Ingredients:
- 5 large (150 g) egg whites
- 1 cup (200 g) granulated sugar
- 1/8 tsp (1 g) fine sea salt
- 1 cup (2 sticks / 225 g) unsalted butter, cut into 1-inch cubes, soft room temperature
- 1 tsp (5 mL) pure vanilla extract
Instructions:
- Set up the Bain-Marie: Fill a small saucepan with about 1 inch (2.5 cm) of water and bring to a simmer over medium-low heat. Ensure the water does not touch the bottom of the heatproof mixing bowl.
- Combine Ingredients: Place the egg whites, sugar, and salt into the heatproof bowl. Whisk lightly by hand until just combined.
- Heat Gently: Place the bowl over the simmering water. Whisk continuously for 5-8 minutes until the mixture reaches 160°F (71°C). The sugar grains should be completely dissolved.
- Whip to Stiff Peaks: Immediately attach the hot bowl to the stand mixer, fitted with the whisk attachment.
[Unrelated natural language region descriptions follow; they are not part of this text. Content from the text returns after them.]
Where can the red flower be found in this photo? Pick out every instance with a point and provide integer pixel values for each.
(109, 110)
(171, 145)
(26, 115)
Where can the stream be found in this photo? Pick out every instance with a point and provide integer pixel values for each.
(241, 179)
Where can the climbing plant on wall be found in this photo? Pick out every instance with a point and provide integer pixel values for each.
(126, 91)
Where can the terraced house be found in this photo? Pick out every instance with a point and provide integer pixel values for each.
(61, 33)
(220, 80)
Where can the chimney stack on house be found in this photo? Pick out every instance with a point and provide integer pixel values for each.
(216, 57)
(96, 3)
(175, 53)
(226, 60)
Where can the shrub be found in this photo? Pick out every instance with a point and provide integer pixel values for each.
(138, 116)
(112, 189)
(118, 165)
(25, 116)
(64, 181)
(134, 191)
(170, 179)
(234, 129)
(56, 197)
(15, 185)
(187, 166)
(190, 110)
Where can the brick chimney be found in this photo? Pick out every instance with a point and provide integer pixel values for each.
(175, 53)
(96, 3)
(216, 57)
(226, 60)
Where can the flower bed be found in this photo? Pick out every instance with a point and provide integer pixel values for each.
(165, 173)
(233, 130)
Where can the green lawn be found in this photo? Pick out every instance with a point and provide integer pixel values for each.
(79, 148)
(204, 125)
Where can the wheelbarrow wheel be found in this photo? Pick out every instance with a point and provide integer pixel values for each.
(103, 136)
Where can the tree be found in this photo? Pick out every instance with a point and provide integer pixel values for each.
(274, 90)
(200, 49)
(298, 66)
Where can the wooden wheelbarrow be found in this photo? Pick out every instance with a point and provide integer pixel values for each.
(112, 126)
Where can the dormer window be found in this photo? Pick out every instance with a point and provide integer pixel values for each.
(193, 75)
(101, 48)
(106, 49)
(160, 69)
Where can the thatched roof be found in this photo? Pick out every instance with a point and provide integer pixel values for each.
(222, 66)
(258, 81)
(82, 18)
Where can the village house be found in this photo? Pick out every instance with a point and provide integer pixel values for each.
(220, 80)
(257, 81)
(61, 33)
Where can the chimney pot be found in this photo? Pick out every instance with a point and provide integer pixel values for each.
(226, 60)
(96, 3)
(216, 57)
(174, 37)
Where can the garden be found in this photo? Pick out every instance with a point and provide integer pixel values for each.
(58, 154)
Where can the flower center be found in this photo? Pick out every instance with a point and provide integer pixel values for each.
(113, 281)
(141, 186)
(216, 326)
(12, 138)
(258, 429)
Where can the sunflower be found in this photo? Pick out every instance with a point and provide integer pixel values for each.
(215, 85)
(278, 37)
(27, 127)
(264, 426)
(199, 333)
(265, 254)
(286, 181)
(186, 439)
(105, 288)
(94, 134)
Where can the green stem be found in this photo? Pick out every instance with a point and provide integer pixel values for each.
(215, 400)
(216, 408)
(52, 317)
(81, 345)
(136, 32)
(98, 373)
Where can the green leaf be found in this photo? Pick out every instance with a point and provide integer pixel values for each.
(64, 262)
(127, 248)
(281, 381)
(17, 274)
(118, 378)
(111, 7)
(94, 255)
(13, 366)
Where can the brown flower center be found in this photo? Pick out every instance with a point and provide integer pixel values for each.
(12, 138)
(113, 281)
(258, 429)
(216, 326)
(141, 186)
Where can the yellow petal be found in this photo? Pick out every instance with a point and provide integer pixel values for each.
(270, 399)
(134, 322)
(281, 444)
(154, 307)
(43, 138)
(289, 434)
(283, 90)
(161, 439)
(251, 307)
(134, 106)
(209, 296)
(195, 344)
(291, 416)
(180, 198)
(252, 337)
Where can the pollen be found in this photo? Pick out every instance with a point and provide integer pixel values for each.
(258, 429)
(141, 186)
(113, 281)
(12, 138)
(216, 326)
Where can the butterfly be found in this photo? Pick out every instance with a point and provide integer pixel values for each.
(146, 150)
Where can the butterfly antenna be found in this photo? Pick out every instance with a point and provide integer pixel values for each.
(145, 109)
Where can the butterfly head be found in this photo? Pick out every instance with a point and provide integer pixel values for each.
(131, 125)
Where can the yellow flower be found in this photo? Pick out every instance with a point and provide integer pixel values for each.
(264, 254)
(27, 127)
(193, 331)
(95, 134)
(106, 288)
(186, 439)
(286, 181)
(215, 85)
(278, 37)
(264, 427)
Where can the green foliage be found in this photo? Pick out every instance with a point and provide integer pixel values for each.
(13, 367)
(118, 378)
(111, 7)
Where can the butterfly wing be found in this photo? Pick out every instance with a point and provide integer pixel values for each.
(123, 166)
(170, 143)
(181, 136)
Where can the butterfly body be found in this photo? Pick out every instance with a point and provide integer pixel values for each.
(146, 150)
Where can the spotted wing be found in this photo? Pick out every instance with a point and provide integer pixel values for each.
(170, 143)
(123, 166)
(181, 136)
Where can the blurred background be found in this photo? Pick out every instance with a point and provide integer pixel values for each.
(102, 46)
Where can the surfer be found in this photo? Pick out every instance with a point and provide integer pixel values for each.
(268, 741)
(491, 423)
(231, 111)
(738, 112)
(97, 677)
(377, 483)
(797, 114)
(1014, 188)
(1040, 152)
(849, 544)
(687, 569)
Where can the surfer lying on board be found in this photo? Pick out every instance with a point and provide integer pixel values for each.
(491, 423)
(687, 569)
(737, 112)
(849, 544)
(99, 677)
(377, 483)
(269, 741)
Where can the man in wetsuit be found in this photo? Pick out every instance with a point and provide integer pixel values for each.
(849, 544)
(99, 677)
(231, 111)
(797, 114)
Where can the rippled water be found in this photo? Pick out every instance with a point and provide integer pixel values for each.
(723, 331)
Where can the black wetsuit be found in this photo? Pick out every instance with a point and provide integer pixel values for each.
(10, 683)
Whip on medium speed for 2 minutes, then increase to medium-high until the meringue forms stiff, glossy peaks.
- Cool Completely: Continue whipping until the outside of the bowl feels completely cool to the touch (ideally below 80°F / 26°C). This cooling process may take 10-15 minutes.
- Switch Attachments: Change the attachment from the Whisk to the Paddle. Reduce the speed to low-medium.
- Add Butter Slowly: Add the soft, cubed butter, one cube at a time, allowing each cube to incorporate mostly before adding the next.
- Whip to Smoothness: The mixture will likely look curdled or soupy initially (the 'ugly phase'). Continue mixing on medium speed. After 5-10 minutes, the Swiss Meringue Buttercream will suddenly transform into a thick, pale, smooth, and velvety texture. Scrape down the bowl periodically.
- Final Flavouring: Once smooth, reduce speed to low and mix in the vanilla extract. Beat for one final minute to ensure everything is fully emulsified. Use immediately or store.